Ideation, innovation and creativity, all closely intertwined, all highly subjective, and all without a guarantee of success. Yet at the end of 2015, 79 per cent of senior business leaders ranked innovation as among the top three priorities at their company, the highest percentage since Boston Consulting Group began asking that question 10 years ago.
So how do marketers maximise their efforts around ideation, innovation and creativity? How do they give themselves the best chance of success?
The 1990s celebrated the theory that two heads are better than one, three heads are better than two, and so forth. This led to the brainstorming phenomenon: put a bunch of your team in a room, facilitated or not facilitated, and great ideas will emerge. Edward De Bono developed a more structured version of this: his brainstormers wore different coloured hats. “Don’t be a black hat” entered the vernacular, and business scrambled to adopt the system.
As we entered the 2000s, two other theories and practices gathered momentum. The first was popularised by Stanford University alumni, and is called design thinking. It’s solution-focused thinking based on a goal, not a problem. An iterative process, deliberately looking for alternative points of view before honing them down. IDEO is the most well-known consulting firm using this method.
The second idea looks back 500 years to the Renaissance, and is called the Medici Effect. It’s what happened when the Medici family brought incredibly diverse thinkers into their house to work or simply to share dinner. Names such as Da Vinci, Michelangelo, Donatello, Botticelli and Galileo Galilei; artists, scientists, bankers, philosophers, lawyers and politicians. A meeting of diverse cultures, educations, experiences, skills, concepts and work disciplines. It was like that dinner party that was unexpectedly memorable because you met three new interesting people. The conversation bounced with excitement, building on the thoughts of others and discovering new ideas. That’s the Medici Effect.
Sports coaches are using it to great effect. The head coach of a football team no longer surrounds themselves with like-minded assistant coaches. They want five assistant coaches who are going to give them five different ideas in the coaches’ box at a crucial moment in the game. Five people who have five different perspectives. One who’s looking at the problem from the forwards’ point of view, one from the defence’s, one from a similar scenario in a previous game, one that’s never been tried before, one stolen from a completely different sport that they’ve been involved with. That’s the power of diversity in ideation.
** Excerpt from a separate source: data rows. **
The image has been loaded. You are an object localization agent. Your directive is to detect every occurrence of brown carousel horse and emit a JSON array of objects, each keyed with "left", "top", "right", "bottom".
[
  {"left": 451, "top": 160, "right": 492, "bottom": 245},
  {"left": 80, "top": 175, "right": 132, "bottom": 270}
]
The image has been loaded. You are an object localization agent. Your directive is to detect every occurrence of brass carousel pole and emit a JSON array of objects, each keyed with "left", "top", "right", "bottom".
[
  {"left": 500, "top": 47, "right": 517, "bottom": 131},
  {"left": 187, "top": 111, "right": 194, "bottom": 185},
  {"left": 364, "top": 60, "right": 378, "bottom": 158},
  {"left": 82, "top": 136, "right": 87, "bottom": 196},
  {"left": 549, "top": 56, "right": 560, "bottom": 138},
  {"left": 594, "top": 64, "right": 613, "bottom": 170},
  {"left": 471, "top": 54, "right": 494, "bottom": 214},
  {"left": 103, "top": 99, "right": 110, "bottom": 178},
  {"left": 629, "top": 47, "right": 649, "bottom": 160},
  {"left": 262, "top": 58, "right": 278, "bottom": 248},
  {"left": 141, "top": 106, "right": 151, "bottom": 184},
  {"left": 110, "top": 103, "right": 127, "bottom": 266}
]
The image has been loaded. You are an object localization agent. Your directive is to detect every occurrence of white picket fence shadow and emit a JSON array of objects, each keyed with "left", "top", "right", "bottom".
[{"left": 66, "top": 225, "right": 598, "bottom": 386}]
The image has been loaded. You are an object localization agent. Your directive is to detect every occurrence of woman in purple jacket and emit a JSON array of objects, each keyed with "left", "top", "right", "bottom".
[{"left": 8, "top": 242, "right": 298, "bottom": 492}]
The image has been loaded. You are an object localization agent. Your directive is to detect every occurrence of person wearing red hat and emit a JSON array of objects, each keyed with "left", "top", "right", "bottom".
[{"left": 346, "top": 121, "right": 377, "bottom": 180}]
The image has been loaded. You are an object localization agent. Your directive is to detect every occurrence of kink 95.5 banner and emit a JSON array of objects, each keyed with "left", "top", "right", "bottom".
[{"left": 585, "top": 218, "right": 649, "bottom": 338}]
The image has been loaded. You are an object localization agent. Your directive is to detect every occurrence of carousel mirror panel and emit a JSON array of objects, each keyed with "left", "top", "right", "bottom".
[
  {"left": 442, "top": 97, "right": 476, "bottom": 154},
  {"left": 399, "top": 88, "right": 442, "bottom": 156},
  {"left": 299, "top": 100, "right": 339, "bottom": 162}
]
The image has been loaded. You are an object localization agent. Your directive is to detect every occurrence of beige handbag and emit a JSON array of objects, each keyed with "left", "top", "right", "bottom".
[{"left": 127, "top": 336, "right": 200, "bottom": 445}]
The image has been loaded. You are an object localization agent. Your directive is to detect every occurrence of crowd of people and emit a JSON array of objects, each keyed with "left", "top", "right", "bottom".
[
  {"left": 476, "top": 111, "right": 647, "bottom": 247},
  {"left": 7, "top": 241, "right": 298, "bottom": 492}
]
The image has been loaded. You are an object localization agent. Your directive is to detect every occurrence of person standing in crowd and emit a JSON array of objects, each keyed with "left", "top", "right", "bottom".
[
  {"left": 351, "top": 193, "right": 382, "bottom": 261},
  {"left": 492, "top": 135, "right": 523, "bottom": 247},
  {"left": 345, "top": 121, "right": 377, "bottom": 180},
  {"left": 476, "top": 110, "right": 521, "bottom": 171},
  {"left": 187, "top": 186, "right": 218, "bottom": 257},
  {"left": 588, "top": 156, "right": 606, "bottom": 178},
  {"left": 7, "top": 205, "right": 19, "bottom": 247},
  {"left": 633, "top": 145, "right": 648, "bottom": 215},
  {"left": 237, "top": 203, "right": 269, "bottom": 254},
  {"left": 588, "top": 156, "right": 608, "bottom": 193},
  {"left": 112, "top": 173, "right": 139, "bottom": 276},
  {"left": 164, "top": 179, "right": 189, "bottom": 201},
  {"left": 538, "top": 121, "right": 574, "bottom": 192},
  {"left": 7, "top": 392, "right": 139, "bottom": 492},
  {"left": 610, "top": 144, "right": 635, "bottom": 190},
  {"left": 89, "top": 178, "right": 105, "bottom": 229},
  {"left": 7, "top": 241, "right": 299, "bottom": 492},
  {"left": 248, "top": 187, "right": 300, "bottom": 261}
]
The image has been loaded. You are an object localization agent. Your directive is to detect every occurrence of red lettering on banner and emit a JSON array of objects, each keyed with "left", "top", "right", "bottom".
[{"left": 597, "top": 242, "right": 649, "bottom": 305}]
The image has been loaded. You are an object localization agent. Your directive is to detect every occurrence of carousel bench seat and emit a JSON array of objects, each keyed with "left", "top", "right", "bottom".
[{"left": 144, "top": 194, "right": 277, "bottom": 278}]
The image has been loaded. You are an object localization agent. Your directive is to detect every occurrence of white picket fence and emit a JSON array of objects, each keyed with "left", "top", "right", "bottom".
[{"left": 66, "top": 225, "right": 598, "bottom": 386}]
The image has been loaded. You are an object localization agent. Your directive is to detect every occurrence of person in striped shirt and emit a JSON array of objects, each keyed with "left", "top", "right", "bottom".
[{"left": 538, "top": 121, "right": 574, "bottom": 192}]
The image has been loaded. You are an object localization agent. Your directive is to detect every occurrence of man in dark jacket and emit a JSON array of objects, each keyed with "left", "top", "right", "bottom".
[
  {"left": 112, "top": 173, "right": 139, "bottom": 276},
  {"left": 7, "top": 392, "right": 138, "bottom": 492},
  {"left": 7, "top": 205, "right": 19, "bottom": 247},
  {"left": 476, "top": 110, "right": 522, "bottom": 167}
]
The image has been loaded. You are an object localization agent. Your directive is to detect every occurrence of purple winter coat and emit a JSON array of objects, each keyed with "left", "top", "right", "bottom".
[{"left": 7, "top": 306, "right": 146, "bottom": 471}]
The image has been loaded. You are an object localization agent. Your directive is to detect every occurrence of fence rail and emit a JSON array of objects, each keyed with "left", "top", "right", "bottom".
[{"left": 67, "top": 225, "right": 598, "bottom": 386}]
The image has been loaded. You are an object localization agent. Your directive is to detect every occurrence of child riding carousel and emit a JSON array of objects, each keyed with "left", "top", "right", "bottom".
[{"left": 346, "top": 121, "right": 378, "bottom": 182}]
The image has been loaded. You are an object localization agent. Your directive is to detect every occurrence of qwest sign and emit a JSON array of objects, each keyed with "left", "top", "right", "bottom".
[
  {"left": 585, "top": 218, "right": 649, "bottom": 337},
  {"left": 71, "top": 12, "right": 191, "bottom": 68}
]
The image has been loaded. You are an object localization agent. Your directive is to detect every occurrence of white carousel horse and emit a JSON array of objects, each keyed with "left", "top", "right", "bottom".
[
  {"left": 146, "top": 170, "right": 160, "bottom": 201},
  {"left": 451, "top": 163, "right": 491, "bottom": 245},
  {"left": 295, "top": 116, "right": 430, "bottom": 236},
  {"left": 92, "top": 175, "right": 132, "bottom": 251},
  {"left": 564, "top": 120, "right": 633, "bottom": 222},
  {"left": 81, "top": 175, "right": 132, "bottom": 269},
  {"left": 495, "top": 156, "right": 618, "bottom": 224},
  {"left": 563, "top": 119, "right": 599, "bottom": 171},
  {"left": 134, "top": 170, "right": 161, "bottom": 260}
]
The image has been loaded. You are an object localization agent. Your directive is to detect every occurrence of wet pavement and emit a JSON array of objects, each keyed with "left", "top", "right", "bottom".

How does it apply in marketing and communications? For a mass brand such as Pepsi, if 23 per cent of Australia’s population doesn’t speak English as a first language, who’s providing their perspective? Half the population is male and half is female, so who’s covering both points of view? Twenty per cent are under 18, and 15 per cent are over 65. Three per cent are gay. You get the picture. As Brad Jakeman, one of Australia’s most successful marketers and now president of Global Beverages at Pepsi, said at a recent conference: “I am sick and tired as a client of sitting in agency meetings with a whole bunch of white straight males talking to me about how we are going to sell our brands that are bought 85 per cent by women. Innovation and disruption does not come from homogeneous groups of people.”
This was backed up by another leading Australian marketer, Citibank’s global head of social, content and digital marketing, Linda Duncombe, who said in CMO Magazine recently: “You need your team to reflect your customer base in terms of age, usage, demographics and more.”
The Medici Effect was first coined by Frans Johansson in 2004. He believes the Medici Effect is “what happens when people from different backgrounds interact to unleash new ideas, new innovations and new and creative approaches … and is the single best way to create market share, profit margin and cost savings”.
The need for diversity within marketing teams, communications agencies, company leadership and boards is not a politically correct cause; it’s common sense and good business if you want great ideation, innovation and creativity. The statistics back it up. ASX500 companies with women directors deliver a 6.7 per cent higher return on equity than those without women on their boards.
A recent PWC report notes that “almost four in every 10 CEOs in Australia are making changes to their diversity and inclusion strategy in order to attract and keep the talent they need to remain relevant and competitive”. That leaves 60 per cent who aren’t. And if they continue to ignore the power of diverse thinking, they will also continue to fall well behind their competitors.